Suppose we have a variable of reference type. Must we initialize
S
with an instance produced bynew
?
No. Automatic-initialization variables will be initialized with null. Locals can be initialized with any reference, including null
, and must be definitely assigned before being read.
So effectively, variables of reference type are automatically initialized with
null
, unless they are locals?
Yes.
Why not do the same for locals?
Same reason. A likely bug.
Why not automatically initialize variables of reference type by calling the default constructor automatically? That is, why not make
R r;
the same asR r = new R();
?
Well, first of all, many types do not have a default constructor, or for that matter, any accessible constructor at all. Second, it seems weird to have one rule for an uninitialized local or field, another rule for a formal, and yet another rule for an array element. Third, the existing rule is very simple: a variable must be initialized to a value; that value can be anything you like; why is the assumption that a new instance is desired warranted? It would be bizarre if this
R r;
if (x) r = M(); else r = N();
caused a constructor to run to initialize r
.
Leaving aside the semantics of the
new
operator, why is it necessary syntactically to have such an operator?
It's not. There are any number of alternative syntaxes that could be grammatical. The most obvious would be to simply eliminate the new
entirely. If we have a class C
with a constructor C(int)
then we could simply say C(123)
instead of new C(123)
. Or we could use a syntax like C.construct(123)

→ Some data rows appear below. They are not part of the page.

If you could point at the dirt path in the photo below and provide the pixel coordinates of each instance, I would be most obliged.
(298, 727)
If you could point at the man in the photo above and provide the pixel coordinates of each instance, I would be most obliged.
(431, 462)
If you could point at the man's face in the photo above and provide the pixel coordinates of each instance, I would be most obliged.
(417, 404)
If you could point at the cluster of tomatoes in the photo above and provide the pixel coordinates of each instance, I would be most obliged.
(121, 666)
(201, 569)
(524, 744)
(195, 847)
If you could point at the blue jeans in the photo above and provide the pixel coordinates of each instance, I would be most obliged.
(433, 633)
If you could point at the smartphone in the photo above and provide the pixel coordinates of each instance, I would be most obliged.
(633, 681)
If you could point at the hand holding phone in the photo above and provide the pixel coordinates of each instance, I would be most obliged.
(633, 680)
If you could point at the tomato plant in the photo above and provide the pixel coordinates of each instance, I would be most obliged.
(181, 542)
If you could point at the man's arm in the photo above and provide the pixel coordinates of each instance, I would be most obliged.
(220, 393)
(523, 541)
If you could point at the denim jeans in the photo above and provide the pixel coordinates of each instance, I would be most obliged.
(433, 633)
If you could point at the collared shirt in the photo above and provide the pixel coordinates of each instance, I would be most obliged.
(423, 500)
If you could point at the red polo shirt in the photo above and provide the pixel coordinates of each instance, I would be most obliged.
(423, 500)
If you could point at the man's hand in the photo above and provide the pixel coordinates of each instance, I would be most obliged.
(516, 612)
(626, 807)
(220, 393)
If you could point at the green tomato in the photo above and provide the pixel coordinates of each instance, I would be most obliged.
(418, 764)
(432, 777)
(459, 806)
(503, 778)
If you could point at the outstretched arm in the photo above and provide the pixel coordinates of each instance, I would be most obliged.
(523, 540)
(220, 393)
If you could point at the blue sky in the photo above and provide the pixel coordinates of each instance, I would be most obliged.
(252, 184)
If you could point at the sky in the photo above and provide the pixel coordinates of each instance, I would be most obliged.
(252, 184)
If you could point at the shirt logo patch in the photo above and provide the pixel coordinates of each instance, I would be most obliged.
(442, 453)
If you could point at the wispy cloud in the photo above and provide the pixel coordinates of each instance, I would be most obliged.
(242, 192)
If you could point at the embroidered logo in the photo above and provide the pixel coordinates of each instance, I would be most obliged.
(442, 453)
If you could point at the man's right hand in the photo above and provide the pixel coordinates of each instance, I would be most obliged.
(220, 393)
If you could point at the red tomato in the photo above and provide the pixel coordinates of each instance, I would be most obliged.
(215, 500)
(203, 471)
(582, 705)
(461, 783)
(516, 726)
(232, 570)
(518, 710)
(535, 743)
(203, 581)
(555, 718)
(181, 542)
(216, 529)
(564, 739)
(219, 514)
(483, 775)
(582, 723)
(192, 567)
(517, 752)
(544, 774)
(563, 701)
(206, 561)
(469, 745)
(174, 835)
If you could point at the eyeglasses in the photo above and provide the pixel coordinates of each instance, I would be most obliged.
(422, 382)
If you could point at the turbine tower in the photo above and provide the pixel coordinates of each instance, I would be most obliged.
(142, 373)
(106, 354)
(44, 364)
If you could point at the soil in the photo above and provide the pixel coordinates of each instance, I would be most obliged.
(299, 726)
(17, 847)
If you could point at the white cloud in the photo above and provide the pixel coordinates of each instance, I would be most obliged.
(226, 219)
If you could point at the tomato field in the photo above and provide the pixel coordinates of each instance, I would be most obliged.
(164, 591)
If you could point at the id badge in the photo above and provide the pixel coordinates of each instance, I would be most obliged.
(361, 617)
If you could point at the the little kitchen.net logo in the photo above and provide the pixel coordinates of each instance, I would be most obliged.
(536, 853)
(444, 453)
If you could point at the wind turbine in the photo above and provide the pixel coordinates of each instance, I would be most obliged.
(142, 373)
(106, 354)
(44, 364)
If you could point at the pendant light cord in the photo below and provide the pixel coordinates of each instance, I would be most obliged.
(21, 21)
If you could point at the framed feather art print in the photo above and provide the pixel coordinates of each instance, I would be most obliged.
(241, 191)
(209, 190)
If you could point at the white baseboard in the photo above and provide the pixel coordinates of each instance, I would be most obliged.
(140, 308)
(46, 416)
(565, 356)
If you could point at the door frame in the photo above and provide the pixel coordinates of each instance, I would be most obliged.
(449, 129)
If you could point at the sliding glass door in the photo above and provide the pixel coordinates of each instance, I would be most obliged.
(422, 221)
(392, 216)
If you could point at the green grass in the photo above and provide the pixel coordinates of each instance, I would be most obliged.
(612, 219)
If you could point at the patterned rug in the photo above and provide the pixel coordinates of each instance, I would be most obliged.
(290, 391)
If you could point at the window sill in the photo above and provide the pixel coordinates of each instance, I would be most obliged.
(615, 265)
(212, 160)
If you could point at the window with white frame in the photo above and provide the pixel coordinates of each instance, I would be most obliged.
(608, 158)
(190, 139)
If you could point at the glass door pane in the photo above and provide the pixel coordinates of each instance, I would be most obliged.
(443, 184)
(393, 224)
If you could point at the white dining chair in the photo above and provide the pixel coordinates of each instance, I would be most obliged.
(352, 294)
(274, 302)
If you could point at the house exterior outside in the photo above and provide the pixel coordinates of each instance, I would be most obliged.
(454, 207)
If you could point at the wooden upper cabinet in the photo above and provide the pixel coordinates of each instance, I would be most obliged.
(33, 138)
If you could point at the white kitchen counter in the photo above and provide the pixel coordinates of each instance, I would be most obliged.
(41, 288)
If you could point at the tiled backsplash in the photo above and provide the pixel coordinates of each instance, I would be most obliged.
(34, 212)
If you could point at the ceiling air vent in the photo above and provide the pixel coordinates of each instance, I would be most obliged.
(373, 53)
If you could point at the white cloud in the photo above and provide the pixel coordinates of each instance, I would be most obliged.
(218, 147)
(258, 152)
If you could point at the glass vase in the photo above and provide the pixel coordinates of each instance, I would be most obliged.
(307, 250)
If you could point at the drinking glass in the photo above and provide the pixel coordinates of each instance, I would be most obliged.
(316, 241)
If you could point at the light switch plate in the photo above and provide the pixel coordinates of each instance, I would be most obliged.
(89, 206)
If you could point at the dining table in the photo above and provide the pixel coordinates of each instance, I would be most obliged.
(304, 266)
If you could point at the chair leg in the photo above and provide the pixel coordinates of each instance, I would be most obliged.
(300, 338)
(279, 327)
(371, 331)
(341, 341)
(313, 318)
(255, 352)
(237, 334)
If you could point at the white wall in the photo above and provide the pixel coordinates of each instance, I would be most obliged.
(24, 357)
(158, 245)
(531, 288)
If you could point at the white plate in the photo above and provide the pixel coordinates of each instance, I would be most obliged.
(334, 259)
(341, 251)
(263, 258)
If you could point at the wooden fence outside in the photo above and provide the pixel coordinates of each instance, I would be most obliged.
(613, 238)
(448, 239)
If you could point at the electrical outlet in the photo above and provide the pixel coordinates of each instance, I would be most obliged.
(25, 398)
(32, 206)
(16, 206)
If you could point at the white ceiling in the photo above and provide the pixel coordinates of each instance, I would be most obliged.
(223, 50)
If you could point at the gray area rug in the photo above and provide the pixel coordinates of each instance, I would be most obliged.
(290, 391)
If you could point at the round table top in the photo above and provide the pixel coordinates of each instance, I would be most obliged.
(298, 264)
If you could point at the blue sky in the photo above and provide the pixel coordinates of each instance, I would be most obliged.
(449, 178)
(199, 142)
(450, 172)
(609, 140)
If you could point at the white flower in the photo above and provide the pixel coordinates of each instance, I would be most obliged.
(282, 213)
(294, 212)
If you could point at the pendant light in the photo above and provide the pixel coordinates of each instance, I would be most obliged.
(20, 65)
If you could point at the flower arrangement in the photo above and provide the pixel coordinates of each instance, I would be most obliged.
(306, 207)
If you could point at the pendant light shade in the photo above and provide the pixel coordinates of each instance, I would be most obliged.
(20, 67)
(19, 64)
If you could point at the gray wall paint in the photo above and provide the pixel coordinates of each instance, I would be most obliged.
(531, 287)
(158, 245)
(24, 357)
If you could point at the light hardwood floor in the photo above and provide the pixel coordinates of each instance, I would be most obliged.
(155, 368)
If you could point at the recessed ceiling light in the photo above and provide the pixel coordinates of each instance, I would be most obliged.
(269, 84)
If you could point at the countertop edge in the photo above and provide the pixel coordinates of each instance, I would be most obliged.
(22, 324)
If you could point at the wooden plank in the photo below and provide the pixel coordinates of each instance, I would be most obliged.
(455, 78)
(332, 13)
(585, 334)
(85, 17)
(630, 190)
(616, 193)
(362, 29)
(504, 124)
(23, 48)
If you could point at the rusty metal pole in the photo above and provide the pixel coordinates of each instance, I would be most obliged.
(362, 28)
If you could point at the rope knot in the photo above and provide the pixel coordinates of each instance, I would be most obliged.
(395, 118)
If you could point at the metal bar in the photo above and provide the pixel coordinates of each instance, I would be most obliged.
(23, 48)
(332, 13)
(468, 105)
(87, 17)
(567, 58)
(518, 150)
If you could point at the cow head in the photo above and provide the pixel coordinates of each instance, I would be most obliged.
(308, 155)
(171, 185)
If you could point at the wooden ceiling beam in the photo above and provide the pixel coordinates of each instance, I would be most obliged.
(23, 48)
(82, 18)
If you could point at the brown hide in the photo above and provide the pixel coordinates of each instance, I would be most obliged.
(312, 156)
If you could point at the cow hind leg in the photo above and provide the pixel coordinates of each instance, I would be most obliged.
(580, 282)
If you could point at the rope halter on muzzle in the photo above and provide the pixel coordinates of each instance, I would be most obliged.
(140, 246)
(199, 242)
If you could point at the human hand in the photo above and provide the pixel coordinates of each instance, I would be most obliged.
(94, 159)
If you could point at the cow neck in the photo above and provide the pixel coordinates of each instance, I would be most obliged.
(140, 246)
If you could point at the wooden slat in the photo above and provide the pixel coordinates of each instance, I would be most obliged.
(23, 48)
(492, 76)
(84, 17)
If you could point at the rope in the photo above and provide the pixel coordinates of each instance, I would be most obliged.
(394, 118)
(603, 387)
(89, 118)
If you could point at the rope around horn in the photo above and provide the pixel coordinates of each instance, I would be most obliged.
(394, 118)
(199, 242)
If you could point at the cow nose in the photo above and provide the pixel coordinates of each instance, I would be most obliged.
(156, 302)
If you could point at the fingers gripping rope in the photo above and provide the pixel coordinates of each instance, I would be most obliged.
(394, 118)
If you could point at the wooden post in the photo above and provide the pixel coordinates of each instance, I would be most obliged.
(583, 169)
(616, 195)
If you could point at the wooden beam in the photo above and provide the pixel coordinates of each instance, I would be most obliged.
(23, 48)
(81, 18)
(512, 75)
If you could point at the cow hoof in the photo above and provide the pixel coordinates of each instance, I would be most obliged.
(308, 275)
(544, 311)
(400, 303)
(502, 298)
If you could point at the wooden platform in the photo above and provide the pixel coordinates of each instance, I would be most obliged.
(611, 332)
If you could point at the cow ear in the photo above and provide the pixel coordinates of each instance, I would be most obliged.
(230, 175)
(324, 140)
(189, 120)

or some such thing. There are any number of ways to do this without the new
operator.
So why have it?
First, C# was designed to be immediately familiar to users of C++, Java, JavaScript, and other languages that use new
to indicate new storage is being initialized for an object.
Second, the right level of syntactic redundancy is highly desirable. Object creation is special; we wish to call out when it happens with its own operator.
ignoring the stack vs heap side of things:
because C# made the bad decision to copy C++ when they should have just made the syntax
Car car = Car()
(or something similar). Having 'new' is superfluous.